In an interview on MSNBC’s Morning Joe on April 4, Sen. Sheldon Whitehouse made the bizarre claim that Wall Street donors backed Sen. Bernie Sanders over Hillary Clinton during the Democratic primaries because they wanted to provide Donald Trump with a weak candidate in the general election.
“They did not want Hillary Clinton to win, that’s why Wall Street money supported Bernie Sanders in in the Democratic primaries to take her out because they thought she would be the stronger candidate. You can’t pretend that didn’t happen,” Whitehouse said, citing no evidence or data to corroborate this claim.
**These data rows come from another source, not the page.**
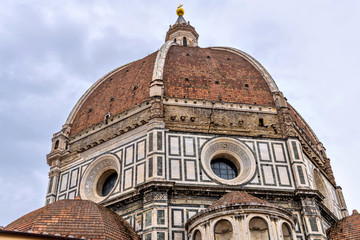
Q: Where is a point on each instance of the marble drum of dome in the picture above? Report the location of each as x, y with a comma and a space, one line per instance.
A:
228, 161
100, 179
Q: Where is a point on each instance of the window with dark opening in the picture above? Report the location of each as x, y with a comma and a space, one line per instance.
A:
224, 168
56, 144
184, 41
109, 184
223, 230
261, 122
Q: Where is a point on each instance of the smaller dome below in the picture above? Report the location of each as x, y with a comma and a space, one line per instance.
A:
237, 197
347, 228
76, 218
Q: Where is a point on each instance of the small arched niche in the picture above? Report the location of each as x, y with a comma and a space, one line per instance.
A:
286, 231
258, 229
197, 235
321, 186
223, 230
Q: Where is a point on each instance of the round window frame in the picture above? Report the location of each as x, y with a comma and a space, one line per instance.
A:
94, 175
233, 150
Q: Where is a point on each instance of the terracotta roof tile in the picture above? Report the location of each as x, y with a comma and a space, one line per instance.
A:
347, 228
79, 218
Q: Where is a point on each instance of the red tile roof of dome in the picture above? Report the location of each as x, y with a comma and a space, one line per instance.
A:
120, 90
77, 218
347, 228
237, 197
211, 74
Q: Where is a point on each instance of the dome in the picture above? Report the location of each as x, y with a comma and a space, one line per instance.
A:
347, 228
214, 74
179, 138
76, 218
236, 198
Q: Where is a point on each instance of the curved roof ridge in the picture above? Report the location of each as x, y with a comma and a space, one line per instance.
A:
236, 197
82, 99
269, 80
77, 218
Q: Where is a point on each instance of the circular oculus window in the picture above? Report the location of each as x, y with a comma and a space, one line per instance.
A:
100, 179
228, 161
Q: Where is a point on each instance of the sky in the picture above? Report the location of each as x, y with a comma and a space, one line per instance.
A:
51, 52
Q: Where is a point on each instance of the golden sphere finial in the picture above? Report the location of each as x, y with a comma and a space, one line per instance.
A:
180, 11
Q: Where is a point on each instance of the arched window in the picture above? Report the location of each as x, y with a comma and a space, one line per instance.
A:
197, 235
224, 168
321, 186
223, 230
56, 144
258, 229
286, 232
184, 41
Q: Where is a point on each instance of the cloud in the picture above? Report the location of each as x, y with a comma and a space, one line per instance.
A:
52, 51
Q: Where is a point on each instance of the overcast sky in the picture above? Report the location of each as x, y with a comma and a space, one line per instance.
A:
51, 52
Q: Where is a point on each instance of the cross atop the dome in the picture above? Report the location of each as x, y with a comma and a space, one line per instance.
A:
182, 32
180, 11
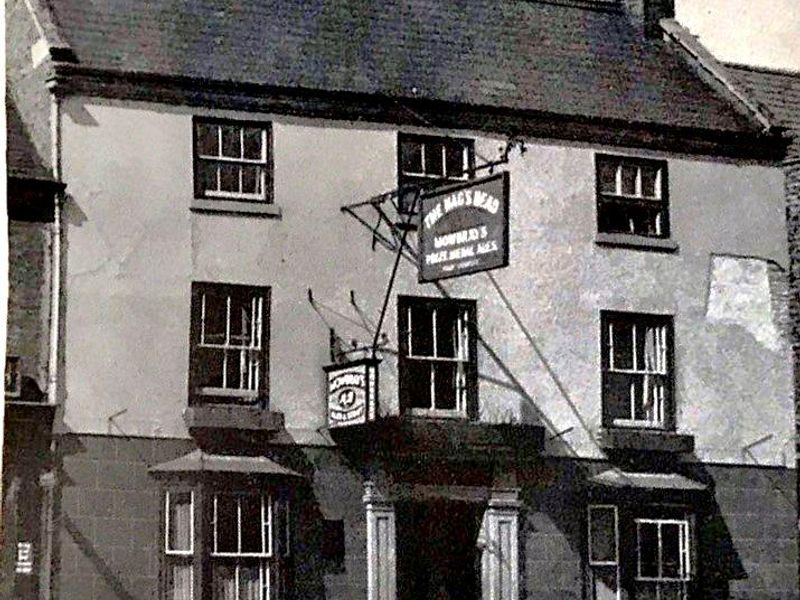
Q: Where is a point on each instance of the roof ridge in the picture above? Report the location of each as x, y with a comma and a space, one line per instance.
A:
760, 69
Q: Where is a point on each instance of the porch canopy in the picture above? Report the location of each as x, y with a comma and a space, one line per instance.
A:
198, 461
616, 478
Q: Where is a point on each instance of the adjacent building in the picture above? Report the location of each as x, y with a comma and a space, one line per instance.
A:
408, 299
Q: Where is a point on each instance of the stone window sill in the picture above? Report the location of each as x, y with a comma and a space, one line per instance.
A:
636, 242
237, 207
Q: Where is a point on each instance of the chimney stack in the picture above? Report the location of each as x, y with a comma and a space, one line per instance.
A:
645, 15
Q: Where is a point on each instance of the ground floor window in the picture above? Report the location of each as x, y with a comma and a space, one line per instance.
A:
222, 545
646, 550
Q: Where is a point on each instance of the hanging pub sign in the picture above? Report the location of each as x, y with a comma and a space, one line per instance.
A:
352, 392
464, 228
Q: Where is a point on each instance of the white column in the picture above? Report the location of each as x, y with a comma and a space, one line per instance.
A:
500, 540
381, 555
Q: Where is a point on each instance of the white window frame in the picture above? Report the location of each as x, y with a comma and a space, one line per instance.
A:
661, 371
250, 355
603, 565
461, 358
167, 512
266, 527
424, 142
262, 163
16, 391
684, 553
659, 188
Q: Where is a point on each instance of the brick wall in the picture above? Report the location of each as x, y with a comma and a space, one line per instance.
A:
109, 514
28, 302
26, 84
109, 517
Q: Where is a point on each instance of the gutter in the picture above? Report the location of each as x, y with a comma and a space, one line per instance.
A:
688, 43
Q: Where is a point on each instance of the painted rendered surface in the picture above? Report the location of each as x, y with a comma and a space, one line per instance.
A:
134, 246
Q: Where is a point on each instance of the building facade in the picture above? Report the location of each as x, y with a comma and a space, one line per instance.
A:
256, 396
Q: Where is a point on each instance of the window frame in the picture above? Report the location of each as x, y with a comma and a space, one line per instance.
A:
628, 514
458, 305
603, 198
224, 395
685, 551
273, 565
266, 163
410, 181
668, 409
13, 372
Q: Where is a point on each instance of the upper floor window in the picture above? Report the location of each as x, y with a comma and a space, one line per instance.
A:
241, 548
653, 550
229, 342
13, 380
632, 196
438, 356
232, 160
425, 161
637, 370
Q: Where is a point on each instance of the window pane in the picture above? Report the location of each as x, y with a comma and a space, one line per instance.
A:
617, 396
215, 319
282, 527
622, 342
647, 590
648, 550
434, 162
411, 157
243, 310
252, 143
602, 532
231, 141
229, 178
207, 173
445, 385
671, 551
605, 583
629, 180
179, 581
422, 331
614, 217
649, 174
251, 525
227, 523
446, 333
455, 159
251, 179
417, 376
209, 367
207, 139
179, 534
224, 581
607, 176
249, 581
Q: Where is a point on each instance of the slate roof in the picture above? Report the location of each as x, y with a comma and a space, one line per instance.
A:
779, 91
22, 159
569, 58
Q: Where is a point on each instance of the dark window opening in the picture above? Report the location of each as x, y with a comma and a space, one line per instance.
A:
229, 343
438, 356
637, 370
632, 196
426, 162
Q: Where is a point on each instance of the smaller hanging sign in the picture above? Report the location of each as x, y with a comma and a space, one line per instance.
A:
464, 228
24, 565
352, 392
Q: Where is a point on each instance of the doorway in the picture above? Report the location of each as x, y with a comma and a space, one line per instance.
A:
437, 550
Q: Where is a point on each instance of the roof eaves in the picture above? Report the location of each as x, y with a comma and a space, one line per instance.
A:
54, 46
688, 43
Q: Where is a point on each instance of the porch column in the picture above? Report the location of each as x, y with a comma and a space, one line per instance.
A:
500, 538
381, 568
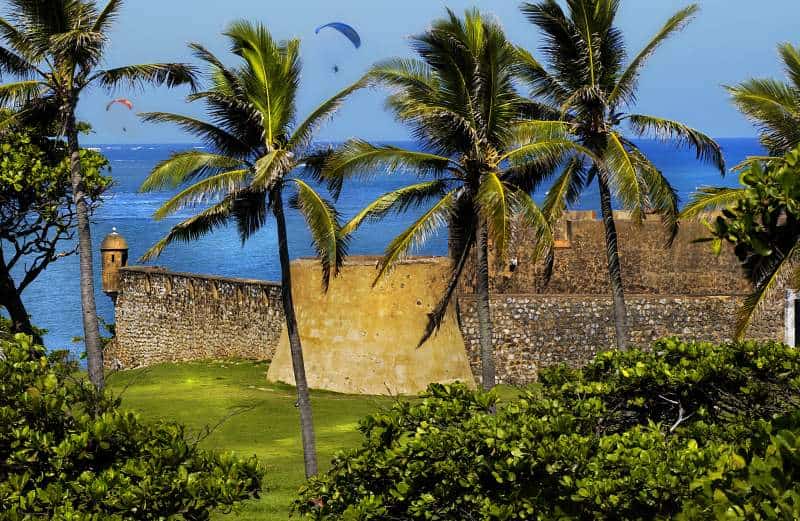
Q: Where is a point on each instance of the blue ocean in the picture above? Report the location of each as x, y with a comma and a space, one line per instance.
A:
53, 300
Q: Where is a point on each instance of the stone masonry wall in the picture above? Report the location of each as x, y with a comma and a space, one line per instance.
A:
649, 267
166, 317
533, 331
682, 290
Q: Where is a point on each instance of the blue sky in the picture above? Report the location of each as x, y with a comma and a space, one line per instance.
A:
729, 41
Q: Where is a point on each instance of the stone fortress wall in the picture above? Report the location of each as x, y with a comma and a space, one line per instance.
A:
169, 317
683, 290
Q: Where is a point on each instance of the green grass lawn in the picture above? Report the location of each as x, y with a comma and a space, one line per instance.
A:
199, 395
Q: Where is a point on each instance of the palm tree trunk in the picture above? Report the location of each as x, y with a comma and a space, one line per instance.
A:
91, 327
614, 268
303, 398
488, 376
11, 300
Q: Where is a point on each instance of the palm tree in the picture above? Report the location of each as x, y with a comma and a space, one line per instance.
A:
54, 49
476, 149
256, 148
586, 85
774, 106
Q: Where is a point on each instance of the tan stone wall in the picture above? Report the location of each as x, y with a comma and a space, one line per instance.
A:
165, 317
363, 339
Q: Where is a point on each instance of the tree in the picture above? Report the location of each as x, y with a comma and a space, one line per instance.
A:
774, 106
257, 148
37, 211
761, 220
69, 451
586, 86
477, 148
54, 50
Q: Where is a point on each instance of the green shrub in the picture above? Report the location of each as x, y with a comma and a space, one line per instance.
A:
68, 452
635, 435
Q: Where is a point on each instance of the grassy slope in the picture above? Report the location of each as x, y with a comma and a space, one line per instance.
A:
201, 394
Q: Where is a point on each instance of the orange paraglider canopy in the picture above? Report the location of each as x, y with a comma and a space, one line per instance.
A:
121, 101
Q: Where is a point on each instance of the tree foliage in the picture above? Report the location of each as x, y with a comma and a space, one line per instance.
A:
635, 435
586, 83
69, 452
37, 210
479, 156
762, 223
774, 106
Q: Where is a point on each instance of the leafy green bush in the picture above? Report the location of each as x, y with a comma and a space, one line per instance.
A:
635, 435
68, 452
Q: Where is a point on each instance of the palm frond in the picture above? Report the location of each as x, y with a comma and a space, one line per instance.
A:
149, 74
540, 130
182, 167
783, 268
271, 168
532, 217
625, 88
494, 205
436, 317
271, 75
623, 177
21, 93
15, 65
662, 198
211, 135
399, 200
547, 149
323, 222
107, 16
20, 42
250, 211
210, 188
669, 131
710, 199
406, 74
542, 83
774, 108
416, 234
193, 228
565, 190
791, 61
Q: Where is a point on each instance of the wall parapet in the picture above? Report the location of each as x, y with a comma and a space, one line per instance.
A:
164, 316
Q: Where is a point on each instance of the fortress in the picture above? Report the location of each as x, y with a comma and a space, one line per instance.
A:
684, 290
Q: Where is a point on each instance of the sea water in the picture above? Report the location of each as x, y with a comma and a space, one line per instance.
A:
53, 300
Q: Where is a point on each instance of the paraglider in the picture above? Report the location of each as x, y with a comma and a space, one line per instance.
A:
121, 101
347, 30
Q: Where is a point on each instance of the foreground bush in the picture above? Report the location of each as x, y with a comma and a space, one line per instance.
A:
67, 452
689, 430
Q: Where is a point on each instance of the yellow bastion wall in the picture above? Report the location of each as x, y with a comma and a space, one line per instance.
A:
360, 339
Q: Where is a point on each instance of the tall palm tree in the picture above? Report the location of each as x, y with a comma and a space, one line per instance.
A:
54, 50
774, 106
256, 147
586, 85
475, 149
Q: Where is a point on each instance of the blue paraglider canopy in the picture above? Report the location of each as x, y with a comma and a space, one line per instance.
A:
345, 29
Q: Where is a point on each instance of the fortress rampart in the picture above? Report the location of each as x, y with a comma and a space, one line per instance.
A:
681, 290
684, 290
167, 317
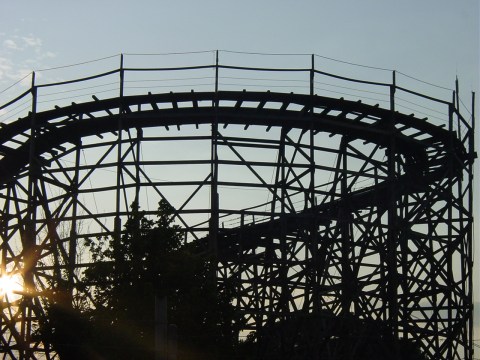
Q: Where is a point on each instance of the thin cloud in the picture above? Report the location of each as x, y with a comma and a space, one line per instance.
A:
11, 44
31, 41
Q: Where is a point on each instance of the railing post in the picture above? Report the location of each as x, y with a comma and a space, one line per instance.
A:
393, 88
214, 169
118, 222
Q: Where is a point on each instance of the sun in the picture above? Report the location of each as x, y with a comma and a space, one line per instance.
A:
10, 285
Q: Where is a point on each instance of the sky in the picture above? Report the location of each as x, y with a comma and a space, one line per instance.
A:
432, 40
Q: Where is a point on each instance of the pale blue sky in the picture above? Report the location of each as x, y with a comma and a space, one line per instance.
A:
434, 40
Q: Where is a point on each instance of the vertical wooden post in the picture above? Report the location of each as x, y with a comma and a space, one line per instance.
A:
118, 221
214, 170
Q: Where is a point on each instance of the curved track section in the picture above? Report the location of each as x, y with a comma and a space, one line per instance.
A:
312, 205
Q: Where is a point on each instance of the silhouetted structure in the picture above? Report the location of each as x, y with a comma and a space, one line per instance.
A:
313, 204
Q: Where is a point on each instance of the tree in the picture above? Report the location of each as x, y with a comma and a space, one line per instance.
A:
127, 275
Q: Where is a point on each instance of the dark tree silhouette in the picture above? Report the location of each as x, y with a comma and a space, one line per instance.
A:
129, 274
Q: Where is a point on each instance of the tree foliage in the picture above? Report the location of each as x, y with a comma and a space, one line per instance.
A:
127, 276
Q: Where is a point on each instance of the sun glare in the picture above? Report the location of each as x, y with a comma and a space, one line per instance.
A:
10, 285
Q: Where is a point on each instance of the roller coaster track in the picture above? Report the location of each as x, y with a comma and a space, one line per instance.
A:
397, 249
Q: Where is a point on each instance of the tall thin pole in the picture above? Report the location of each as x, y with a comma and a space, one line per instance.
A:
214, 169
117, 226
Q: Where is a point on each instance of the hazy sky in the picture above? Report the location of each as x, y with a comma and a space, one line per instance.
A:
434, 40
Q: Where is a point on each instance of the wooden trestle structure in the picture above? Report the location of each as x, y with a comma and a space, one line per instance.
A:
312, 204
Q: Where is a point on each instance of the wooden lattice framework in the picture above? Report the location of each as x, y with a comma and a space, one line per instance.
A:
362, 209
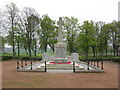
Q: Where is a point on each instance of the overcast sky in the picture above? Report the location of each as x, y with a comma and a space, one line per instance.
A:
97, 10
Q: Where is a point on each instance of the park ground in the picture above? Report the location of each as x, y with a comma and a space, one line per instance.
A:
14, 79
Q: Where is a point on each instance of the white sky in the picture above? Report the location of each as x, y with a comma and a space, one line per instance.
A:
97, 10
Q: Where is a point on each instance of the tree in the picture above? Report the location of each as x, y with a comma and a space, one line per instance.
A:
11, 14
2, 44
48, 33
114, 34
99, 37
86, 39
29, 22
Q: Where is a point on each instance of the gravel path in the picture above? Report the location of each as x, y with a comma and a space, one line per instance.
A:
14, 79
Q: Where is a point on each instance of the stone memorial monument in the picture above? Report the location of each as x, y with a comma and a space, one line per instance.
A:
60, 48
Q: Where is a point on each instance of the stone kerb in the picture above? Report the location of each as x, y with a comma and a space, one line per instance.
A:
75, 56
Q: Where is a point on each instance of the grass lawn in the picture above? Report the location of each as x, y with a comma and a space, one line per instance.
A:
14, 79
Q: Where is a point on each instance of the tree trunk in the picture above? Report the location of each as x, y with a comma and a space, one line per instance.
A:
45, 48
52, 47
106, 52
13, 42
93, 49
29, 49
114, 49
35, 50
18, 49
26, 50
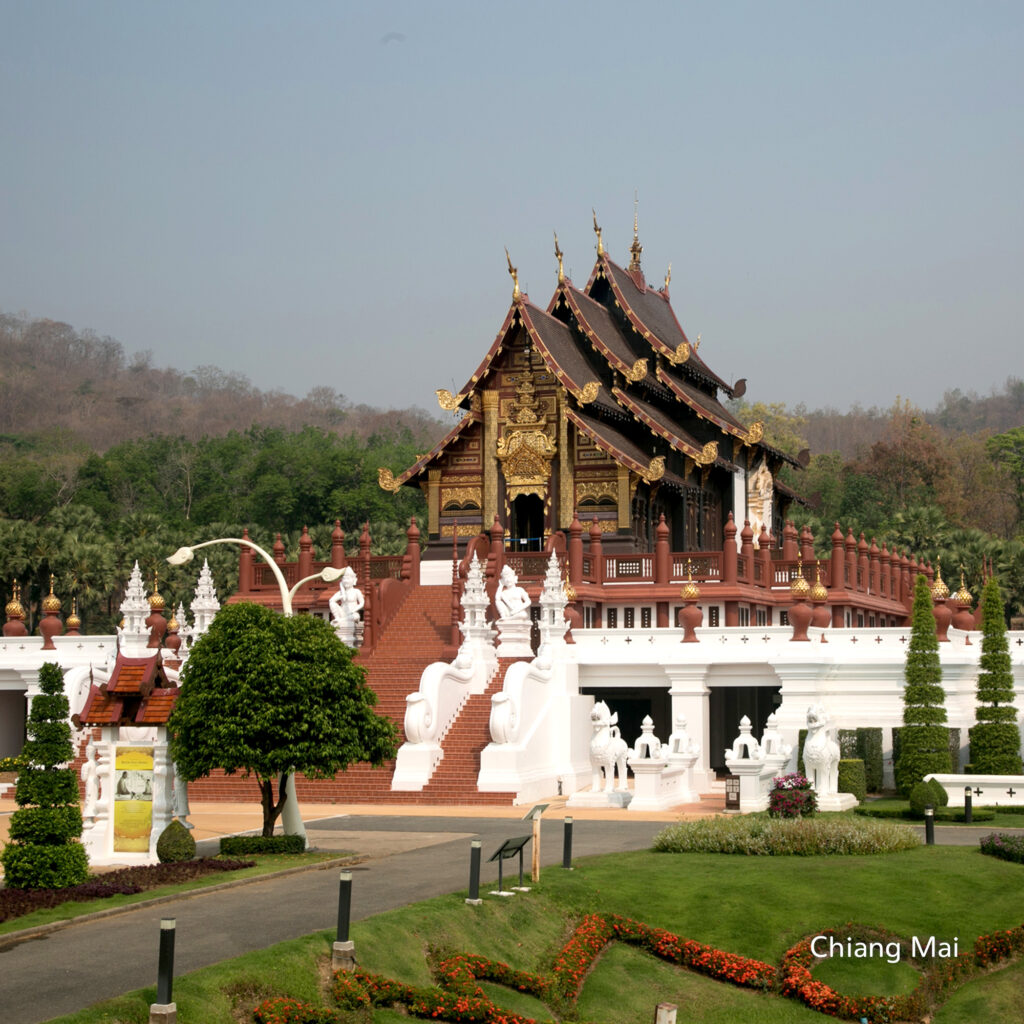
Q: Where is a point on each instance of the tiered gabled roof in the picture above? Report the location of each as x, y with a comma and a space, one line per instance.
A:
138, 692
634, 382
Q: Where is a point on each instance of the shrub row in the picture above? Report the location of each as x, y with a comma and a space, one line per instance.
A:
941, 813
17, 902
248, 845
780, 837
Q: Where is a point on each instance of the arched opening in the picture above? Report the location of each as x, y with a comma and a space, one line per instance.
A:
526, 523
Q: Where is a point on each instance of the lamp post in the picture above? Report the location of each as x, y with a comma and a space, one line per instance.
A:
291, 819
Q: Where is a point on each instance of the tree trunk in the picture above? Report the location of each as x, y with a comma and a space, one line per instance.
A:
271, 811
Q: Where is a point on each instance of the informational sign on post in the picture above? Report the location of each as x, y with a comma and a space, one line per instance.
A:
132, 799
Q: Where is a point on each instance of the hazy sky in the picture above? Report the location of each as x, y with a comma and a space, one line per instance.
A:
320, 194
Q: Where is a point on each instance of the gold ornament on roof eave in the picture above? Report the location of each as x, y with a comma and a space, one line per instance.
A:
655, 469
708, 454
449, 401
755, 434
637, 372
939, 589
681, 354
690, 591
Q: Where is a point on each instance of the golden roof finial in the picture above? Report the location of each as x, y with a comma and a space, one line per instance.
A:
51, 603
514, 273
636, 248
690, 591
799, 588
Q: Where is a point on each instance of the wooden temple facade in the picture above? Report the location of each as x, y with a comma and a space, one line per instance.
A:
598, 407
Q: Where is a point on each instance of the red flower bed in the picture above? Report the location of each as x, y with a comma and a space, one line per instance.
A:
459, 997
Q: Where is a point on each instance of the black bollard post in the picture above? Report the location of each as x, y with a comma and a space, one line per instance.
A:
343, 951
344, 904
474, 873
165, 969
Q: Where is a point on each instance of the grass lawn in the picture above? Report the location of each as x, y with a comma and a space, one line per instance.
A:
265, 864
754, 906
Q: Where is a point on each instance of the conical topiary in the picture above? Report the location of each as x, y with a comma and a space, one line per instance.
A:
924, 738
43, 852
995, 740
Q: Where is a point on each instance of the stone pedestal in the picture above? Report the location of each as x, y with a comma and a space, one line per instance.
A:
343, 956
513, 638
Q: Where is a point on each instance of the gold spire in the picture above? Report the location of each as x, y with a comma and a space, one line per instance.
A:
74, 622
799, 588
818, 592
51, 603
690, 591
514, 273
157, 601
963, 595
636, 248
14, 608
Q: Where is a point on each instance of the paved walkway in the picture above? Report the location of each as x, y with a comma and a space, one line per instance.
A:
412, 853
411, 856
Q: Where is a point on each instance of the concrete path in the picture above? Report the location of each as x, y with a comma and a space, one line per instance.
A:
410, 859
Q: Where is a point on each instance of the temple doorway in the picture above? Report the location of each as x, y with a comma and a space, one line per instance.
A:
526, 524
727, 705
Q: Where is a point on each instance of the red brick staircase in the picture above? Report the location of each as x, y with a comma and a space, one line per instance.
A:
454, 780
415, 637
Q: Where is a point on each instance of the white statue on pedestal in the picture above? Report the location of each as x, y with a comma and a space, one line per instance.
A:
607, 750
510, 599
345, 606
821, 753
88, 774
681, 744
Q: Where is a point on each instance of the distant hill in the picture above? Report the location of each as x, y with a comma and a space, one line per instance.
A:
54, 377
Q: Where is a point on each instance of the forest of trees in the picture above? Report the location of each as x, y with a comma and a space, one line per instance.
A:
105, 459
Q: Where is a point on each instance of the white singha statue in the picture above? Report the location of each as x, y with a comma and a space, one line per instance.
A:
510, 599
345, 606
681, 743
821, 752
607, 749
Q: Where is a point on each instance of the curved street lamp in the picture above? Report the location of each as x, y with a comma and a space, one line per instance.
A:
291, 819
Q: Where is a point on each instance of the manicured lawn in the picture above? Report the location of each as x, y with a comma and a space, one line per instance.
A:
754, 906
265, 864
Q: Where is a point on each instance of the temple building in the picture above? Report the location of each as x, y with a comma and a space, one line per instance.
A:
597, 408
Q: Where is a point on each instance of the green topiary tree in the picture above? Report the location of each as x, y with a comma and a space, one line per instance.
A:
995, 740
43, 852
924, 738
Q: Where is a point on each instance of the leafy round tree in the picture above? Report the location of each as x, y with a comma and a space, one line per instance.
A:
924, 738
43, 852
995, 740
262, 693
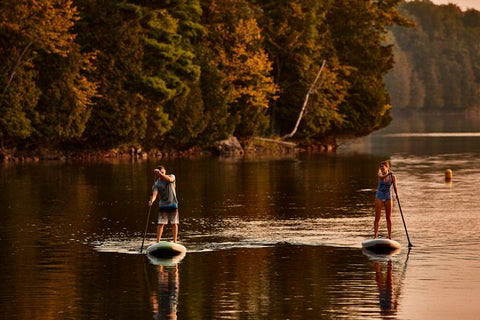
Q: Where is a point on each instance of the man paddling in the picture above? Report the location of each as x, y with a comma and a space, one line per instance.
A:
164, 186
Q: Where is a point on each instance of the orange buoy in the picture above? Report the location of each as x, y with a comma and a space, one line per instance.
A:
448, 175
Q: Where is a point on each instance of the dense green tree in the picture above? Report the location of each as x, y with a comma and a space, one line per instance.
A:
30, 29
236, 55
441, 53
358, 32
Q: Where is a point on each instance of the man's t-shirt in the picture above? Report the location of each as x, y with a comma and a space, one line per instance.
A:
166, 193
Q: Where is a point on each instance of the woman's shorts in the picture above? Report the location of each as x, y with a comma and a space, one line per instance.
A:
165, 215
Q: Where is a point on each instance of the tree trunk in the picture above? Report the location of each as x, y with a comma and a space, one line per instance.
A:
310, 91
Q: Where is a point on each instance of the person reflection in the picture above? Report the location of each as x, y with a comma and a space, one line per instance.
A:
165, 301
388, 303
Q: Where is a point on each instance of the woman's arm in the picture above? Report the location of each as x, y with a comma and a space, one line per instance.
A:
154, 196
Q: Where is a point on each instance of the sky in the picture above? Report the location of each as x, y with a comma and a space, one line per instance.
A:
463, 4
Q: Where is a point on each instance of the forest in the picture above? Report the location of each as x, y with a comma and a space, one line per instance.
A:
103, 74
437, 63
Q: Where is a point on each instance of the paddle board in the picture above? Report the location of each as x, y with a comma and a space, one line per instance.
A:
381, 245
166, 249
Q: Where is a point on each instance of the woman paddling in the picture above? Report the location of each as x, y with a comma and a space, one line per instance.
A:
383, 197
164, 186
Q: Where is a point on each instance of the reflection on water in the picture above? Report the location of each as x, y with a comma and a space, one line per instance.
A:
268, 238
164, 298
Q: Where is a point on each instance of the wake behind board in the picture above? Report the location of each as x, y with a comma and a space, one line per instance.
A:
381, 245
166, 249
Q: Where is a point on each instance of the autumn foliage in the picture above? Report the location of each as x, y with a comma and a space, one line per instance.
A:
182, 73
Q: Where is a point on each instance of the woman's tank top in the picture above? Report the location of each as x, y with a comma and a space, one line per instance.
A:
383, 189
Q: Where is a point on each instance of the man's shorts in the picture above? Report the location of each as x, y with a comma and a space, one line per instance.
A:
165, 215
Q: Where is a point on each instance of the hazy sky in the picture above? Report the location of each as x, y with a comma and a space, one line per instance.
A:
463, 4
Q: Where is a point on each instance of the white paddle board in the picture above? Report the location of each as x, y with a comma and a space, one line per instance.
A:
381, 245
166, 249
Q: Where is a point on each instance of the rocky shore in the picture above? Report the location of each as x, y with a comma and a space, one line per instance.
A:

To the contrary, Wall Street didn’t back Sanders. Goldman Sachs CEO Lloyd Blankfein said that Bernie Sanders’ anti-Wall Street rhetoric “has the potential to be a dangerous moment.” Sanders didn’t accept money from Super PACs, meaning that every one of his donors was bound to the $2,700 individual campaign contribution required under campaign finance law. Clinton, on the other hand, depended on Super PAC money and Wall Street to keep up with Sanders’ grassroots fundraising. Hedge fund billionaire James Simons gave Clinton $9 million during the Democratic primaries and more than twice that during the general election. She received more money than any other candidate in either party during the primaries from the securities and investment industry.
Clinton’s close relationship with Wall Street has been a constant throughout her political career. Clinton has received millions of dollars from paid speeches she gave to Goldman Sachs and other Wall street firms. Many of those firms donated millions of dollars to the Clinton Foundation. Goldman Sachs, JP Morgan, CitiBank and Morgan Stanley are on Clinton’s top-10 all time donors list. During Bill Clinton’s administration, Wall Street shifted its view of the Democratic Party from being viewed as an enemy to that of a partner. Clinton appointed Robert Rubin, former Goldman Sachs CEO as his Treasury Secretary, bailed out the big banks in 1995, and repealed Wall Street regulations like Glass-Steagall. Hillary Clinton would later vote in favor of bailing out the big banks after the 2008 economic recession.
Whitehouse likely knows the extent of the Clintons’ relationship with Wall Street. Perhaps his comments were made to seed doubt over whether Wall Street is fully ingrained with the Democratic Party, which was made obvious by Hillary Clinton’s nomination and the way she campaigned. He owes his career to the Clintons—Bill Clinton first appointed him as U.S. Attorney for Rhode Island in 1994. Whitehouse served as Hillary Clinton campaign’s co-chair in Rhode Island in 2008 and backed Clinton early on in the Democratic primaries, despite Sanders beating Clinton in Rhode Island. Though most people are fully aware of the Clintons’ ties to Wall Street, Whitehouse attempts to treat Wall Street as a foe of the Democratic Party. In reality, both political parties have Wall Street’s best interests at heart instead of voters’.